CVE-2023-49152: 
WordPress vulnerability analysis and mitigation

CVE-2023-49152 is a Cross-site Scripting (XSS) vulnerability discovered in Labs64 Credit Tracker WordPress plugin. The vulnerability affects versions through 1.1.17 and was disclosed on November 28, 2023. The vulnerability was initially reported by Ngô Thiên An (ancorn_ from VNPT-VCI) on September 29, 2023 (Patchstack).

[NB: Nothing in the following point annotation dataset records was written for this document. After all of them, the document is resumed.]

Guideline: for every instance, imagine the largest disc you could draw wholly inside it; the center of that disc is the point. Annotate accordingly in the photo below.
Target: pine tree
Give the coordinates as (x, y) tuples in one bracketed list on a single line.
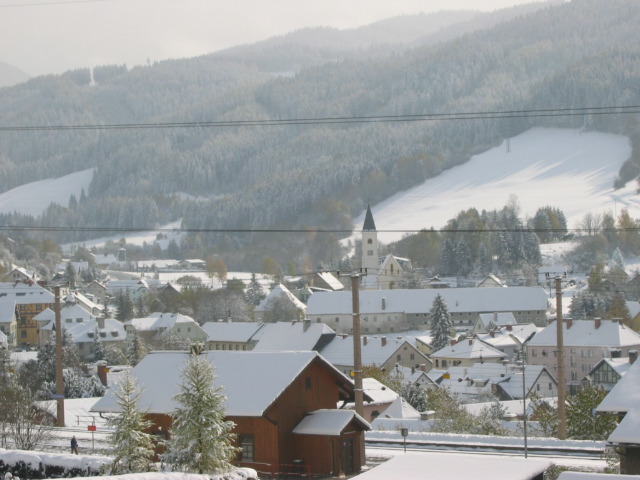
[(254, 293), (136, 350), (97, 348), (201, 439), (132, 448), (440, 324), (582, 422)]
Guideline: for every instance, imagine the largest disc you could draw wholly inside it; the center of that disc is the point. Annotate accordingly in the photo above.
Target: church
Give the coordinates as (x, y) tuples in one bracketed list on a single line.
[(382, 273)]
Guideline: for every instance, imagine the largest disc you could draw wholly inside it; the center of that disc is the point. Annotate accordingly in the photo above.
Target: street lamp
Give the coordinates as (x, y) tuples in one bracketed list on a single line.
[(521, 359)]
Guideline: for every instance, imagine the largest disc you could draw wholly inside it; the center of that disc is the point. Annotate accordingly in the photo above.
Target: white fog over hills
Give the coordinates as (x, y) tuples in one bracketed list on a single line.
[(573, 170)]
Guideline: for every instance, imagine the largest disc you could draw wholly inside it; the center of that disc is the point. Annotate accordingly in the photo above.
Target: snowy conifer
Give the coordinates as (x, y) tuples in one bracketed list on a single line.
[(254, 292), (97, 348), (440, 324), (136, 350), (201, 439), (132, 448)]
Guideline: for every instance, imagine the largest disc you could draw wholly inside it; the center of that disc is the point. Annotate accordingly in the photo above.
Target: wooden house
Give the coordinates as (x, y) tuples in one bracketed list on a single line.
[(283, 405)]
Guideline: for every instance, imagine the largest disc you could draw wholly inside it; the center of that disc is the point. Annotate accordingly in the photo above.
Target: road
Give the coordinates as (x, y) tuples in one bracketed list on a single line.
[(378, 451)]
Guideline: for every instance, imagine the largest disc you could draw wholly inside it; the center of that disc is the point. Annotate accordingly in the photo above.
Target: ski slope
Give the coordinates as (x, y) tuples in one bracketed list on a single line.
[(569, 169)]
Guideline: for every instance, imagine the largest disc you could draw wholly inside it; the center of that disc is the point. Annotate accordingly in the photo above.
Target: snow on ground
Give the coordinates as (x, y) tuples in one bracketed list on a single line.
[(569, 169), (33, 198), (168, 232)]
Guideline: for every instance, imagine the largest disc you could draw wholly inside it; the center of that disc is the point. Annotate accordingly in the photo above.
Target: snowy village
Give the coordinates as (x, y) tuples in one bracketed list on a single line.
[(346, 240)]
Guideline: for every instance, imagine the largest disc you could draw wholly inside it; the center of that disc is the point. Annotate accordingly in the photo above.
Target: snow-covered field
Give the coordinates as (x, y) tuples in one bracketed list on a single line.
[(33, 198), (569, 169)]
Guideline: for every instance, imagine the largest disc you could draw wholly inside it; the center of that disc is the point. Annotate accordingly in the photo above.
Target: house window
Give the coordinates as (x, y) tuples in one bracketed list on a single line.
[(246, 448)]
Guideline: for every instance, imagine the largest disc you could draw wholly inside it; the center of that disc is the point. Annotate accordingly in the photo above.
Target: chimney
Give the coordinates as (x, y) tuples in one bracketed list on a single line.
[(102, 372)]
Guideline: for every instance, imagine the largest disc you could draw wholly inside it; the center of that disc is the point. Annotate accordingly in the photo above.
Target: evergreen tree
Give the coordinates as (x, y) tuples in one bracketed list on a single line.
[(440, 324), (254, 292), (70, 275), (415, 395), (201, 439), (97, 348), (136, 350), (582, 421), (132, 448)]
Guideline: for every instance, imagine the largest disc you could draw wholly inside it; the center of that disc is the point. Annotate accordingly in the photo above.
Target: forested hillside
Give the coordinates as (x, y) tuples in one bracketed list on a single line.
[(571, 55)]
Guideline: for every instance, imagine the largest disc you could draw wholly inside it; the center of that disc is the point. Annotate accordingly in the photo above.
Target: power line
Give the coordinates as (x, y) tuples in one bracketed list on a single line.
[(31, 228), (482, 115), (57, 2)]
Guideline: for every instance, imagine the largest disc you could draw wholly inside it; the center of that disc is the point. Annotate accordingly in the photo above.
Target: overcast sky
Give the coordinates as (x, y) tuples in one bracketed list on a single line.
[(51, 36)]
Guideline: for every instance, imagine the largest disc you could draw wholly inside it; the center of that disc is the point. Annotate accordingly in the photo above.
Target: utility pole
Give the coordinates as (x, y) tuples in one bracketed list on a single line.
[(59, 378), (357, 354), (562, 415)]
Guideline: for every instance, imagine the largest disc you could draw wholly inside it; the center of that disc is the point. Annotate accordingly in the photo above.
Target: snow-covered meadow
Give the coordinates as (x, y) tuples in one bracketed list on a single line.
[(572, 170)]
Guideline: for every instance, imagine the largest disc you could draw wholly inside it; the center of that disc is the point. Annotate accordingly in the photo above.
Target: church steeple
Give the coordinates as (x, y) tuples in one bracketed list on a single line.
[(369, 224), (369, 259)]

The vulnerability is classified as an Improper Neutralization of Input During Web Page Generation (CWE-79) that allows for Stored Cross-Site Scripting. It received a CVSS v3.1 base score of 6.5 (Medium) from Patchstack with the vector string CVSS:3.1/AV:N/AC:L/PR:L/UI:R/S:C/C:L/I:L/A:L, while NIST assigned a slightly lower score of 5.4 (Medium) with the vector string CVSS:3.1/AV:N/AC:L/PR:L/UI:R/S:C/C:L/I:L/A:N (NVD).

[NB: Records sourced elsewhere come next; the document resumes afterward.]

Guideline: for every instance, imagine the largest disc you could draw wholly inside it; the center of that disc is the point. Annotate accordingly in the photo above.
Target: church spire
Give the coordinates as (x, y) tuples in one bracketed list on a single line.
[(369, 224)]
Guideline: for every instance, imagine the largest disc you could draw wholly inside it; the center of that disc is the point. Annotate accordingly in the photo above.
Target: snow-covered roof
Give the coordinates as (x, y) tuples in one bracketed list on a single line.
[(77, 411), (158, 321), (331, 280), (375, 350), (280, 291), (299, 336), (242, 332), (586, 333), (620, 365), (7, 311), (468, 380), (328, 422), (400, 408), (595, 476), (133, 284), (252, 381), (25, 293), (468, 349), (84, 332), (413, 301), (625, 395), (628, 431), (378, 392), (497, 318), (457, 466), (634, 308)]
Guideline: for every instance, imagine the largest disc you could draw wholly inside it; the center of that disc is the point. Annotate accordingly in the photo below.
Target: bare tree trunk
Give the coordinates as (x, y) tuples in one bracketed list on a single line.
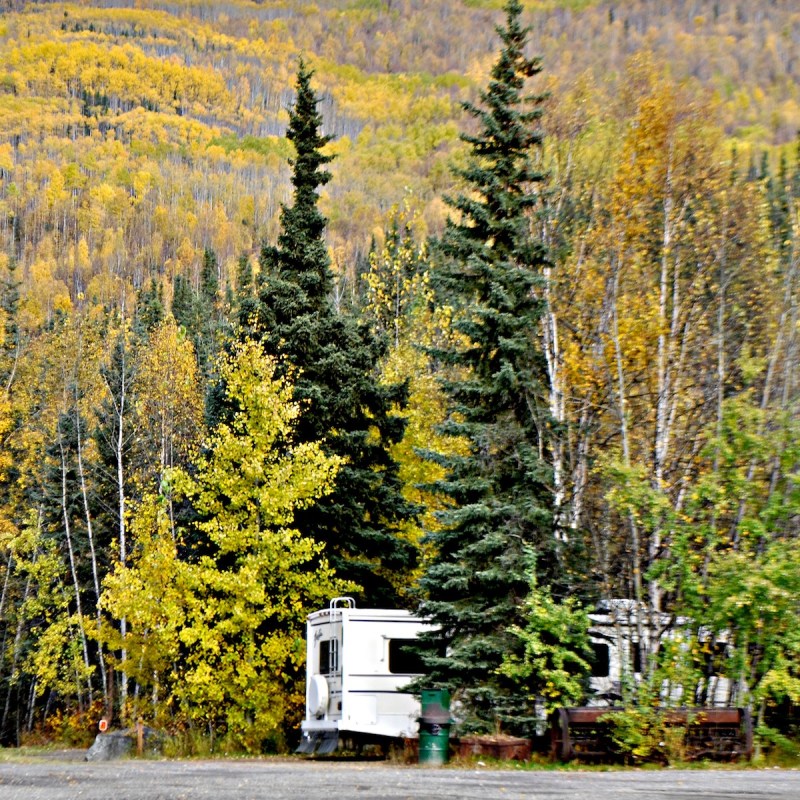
[(90, 536), (73, 569)]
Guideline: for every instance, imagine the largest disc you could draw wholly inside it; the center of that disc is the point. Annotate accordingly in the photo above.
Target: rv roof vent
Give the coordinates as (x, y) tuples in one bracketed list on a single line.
[(343, 602)]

The vulnerability could allow a malicious actor to inject malicious scripts, such as redirects, advertisements, and other HTML payloads into the website which will be executed when guests visit the site. The impact requires user interaction and has been assessed to have low to medium severity (Patchstack).

Currently, there is no official fix available for this vulnerability. However, Patchstack has issued a virtual patch to mitigate this issue by blocking any attacks until an official fix becomes available (Patchstack).